Gigantische Wirbelstürme auf der Sonne

Bei einer Tagung in Göttingen diskutieren Sonnenforscher aus aller Welt neue Ergebnisse der NASA-Raumsonde Solar Dynamics Observatory.

28. August 2014

70 Wissenschaftler aus aller Welt treffen sich von Montag, 1. September 2014, bis Freitag, 5. September 2014, am Max-Planck-Institut für Sonnensystemforschung (MPS) in Göttingen zu einer internationalen Tagung zum Thema „Helioseismologie und ihre Anwendungen“. In der Helioseismologie nutzen Wissenschaftler die Schallwellen der Sonne, um das Innere des Sterns zu erkunden. Die jüngste Entdeckung riesiger Wirbelstürme auf der Sonne ist nur eines der vielen Themen der Tagung.

Zu den zahlreichen internationalen Experten auf dem Gebiet der Helioseismologie, die an der Göttinger Tagung teilnehmen, zählt auch Dr. Thomas Duvall Jr., den die Amerikanische Astronomische Gesellschaft (AAS) in diesem Jahr mit dem renommierten Hale Preis für Sonnenphysik ausgezeichnet hat. Duvall, der viele Jahre für die amerikanische Weltraumagentur NASA geforscht hat, wechselt im September ans MPS.

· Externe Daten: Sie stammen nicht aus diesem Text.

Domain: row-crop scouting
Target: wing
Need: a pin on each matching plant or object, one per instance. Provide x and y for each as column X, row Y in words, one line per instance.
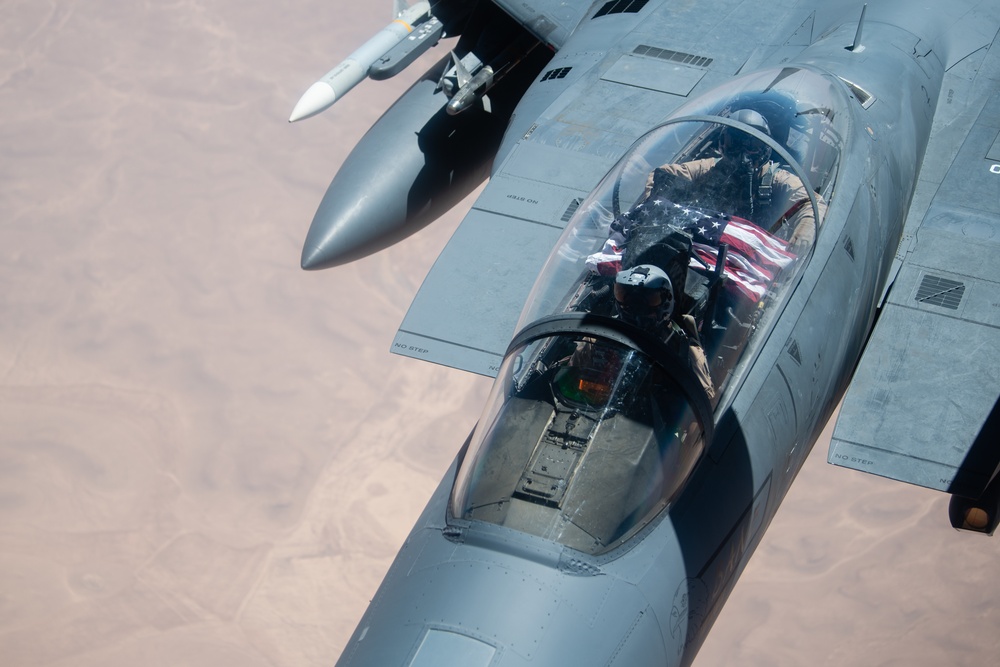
column 922, row 407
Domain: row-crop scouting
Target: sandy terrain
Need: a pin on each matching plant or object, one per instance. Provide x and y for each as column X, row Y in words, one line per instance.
column 209, row 457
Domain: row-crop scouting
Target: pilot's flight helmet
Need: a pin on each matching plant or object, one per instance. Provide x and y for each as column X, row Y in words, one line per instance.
column 644, row 296
column 739, row 146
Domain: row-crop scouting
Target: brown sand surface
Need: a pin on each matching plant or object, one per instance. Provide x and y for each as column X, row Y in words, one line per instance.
column 209, row 457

Schwerpunkt der Tagung liegt auf neuen Ergebnissen der NASA-Raumsonde Solar Dynamics Observatory (SDO). Seit ihrem Start 2010 liefert die Raumsonde täglich 1,5 Terabyte an Daten in Form von Bildern, die auf 4096 mal 4096 Pixeln die komplette Sonnenscheibe abbilden. Die Göttinger Wissenschaftler haben direkten Zugriff auf diese hochqualitativen Daten: Sie werden automatisch von der Stanford Universität in Kalifornien (USA) an das Deutsche Datenzentrum für SDO am MPS weitergeleitet. Das Datenzentrum wird vom DLR finanziert und ist einzigartig in Europa.

Die Bewegung von tausenden gewaltiger „Wirbelstürme“ unter der sichtbaren Oberfläche der Sonne hat Jan Langfellner, Doktorand der International Research School for Solar System Science, zusammen mit Prof. Dr. Laurent Gizon und Dr. Aaron Birch in diesen Daten entdeckt.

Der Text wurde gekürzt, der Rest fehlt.